Health Monitoring: The Forgotten Detail

Most mail gateways monitor their own components in a manageable way: "API responds, so it's running". SecTepe.Comm adds a component health endpoint that, on every call, checks in parallel:

  • PostgreSQL connection (latency and reachability).
  • Redis (pong roundtrip).
  • Scanner sidecar, ClamAV, CAPE sandbox.
  • Mailcow API, OpenBao vault.
  • External CTI hosts (MISP intel, YARA service, ransomware intel, orchestrator).

Status codes 401/403 (auth-required endpoint) explicitly count as "healthy" – a common mistake in naive health checks that mark every non-200 as "down" and flood the SOC with false positives.

Alert Rules: Configurable Thresholds Instead of Fixed Heuristics

SecTepe.Comm ships a UI in which admins create alert rules over metrics like "phishing_rate_5min", "dlp_hits_per_hour", "sandbox_failures", "cti_sync_lag_minutes". Per rule:

  • Threshold, cooldown (avoids alert storms), severity (info / warn / critical).
  • Channel: email to SOC distribution list, webhook to Slack/Teams, Wazuh event.
  • Optional: auto-reaction (e.g. quarantine lock on phishing spike).

Audit Log: The Auditor's Favorite

The integrated audit log records every security-relevant action: login (incl. SSO provider), quarantine release (with approver), policy change, forensic download, CTI override, domain provisioning. Filterable by user, action type, time range; exportable as CSV. The table is append-only enforced via a DB trigger so even a DBA with DELETE rights leaves traces in the trigger log.

What Happens with a 24-Hour Reporting Obligation

Realistic response to a NIS-2 initial report:

  1. Alert rule "phishing_rate_5min > 30" fires.
  2. SOC opens the dashboard, sees the affected domain and a pivot into the quarantine.
  3. Forensic archive delivers the original mails as WORM PDF with hash receipt.
  4. Audit log confirms who saw and decided what when – that is annex 2 to the BSI report.

The difference from the "Excel tracker" approach: no 30-minute reconstruction but a finished answer within the first 60 minutes – where NIS-2 expects an initial advance notification anyway.

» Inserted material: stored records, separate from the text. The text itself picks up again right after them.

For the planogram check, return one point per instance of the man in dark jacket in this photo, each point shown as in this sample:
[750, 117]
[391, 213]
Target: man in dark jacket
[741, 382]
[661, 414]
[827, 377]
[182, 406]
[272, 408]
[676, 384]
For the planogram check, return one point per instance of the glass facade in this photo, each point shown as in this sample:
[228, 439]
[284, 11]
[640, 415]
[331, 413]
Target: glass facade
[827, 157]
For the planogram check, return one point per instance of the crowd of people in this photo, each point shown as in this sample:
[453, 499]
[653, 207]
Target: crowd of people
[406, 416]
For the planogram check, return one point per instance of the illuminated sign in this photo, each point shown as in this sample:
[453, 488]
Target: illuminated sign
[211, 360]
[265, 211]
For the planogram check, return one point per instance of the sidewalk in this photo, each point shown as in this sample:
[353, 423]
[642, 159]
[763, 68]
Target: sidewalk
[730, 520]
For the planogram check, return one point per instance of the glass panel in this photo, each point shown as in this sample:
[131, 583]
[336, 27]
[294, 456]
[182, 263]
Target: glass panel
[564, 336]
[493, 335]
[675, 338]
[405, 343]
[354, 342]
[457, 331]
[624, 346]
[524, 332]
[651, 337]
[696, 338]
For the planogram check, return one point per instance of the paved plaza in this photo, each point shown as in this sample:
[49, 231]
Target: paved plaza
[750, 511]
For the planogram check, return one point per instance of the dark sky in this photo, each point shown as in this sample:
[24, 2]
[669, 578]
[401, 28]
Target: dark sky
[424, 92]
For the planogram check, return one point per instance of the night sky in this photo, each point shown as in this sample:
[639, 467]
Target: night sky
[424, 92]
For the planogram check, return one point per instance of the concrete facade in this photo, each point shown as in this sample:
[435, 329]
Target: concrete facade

Health, Audit, Alerts: Not Three Tools, but Three Tabs

The temptation to solve each of these three functions with a separate best-of-breed tool costs above all one thing: time for correlation. Three UIs, three auth layers, three data models. That all three are tabs of the same SecTepe.Comm web UI is, in an emergency, the difference between "informed decision" and "reacted blind".

Conclusion

NIS-2 is not a "cybersecurity buzzword 2026" but a concrete operational requirement, backed by fines. The technical building blocks it requires – health, audit, alerts, reporting – are significantly cheaper to build and easier to audit in an integrated platform than as a patchwork of three tools. Anyone without a clear plan for the NIS-2 initial report in 2026 should be catching up by now at the latest.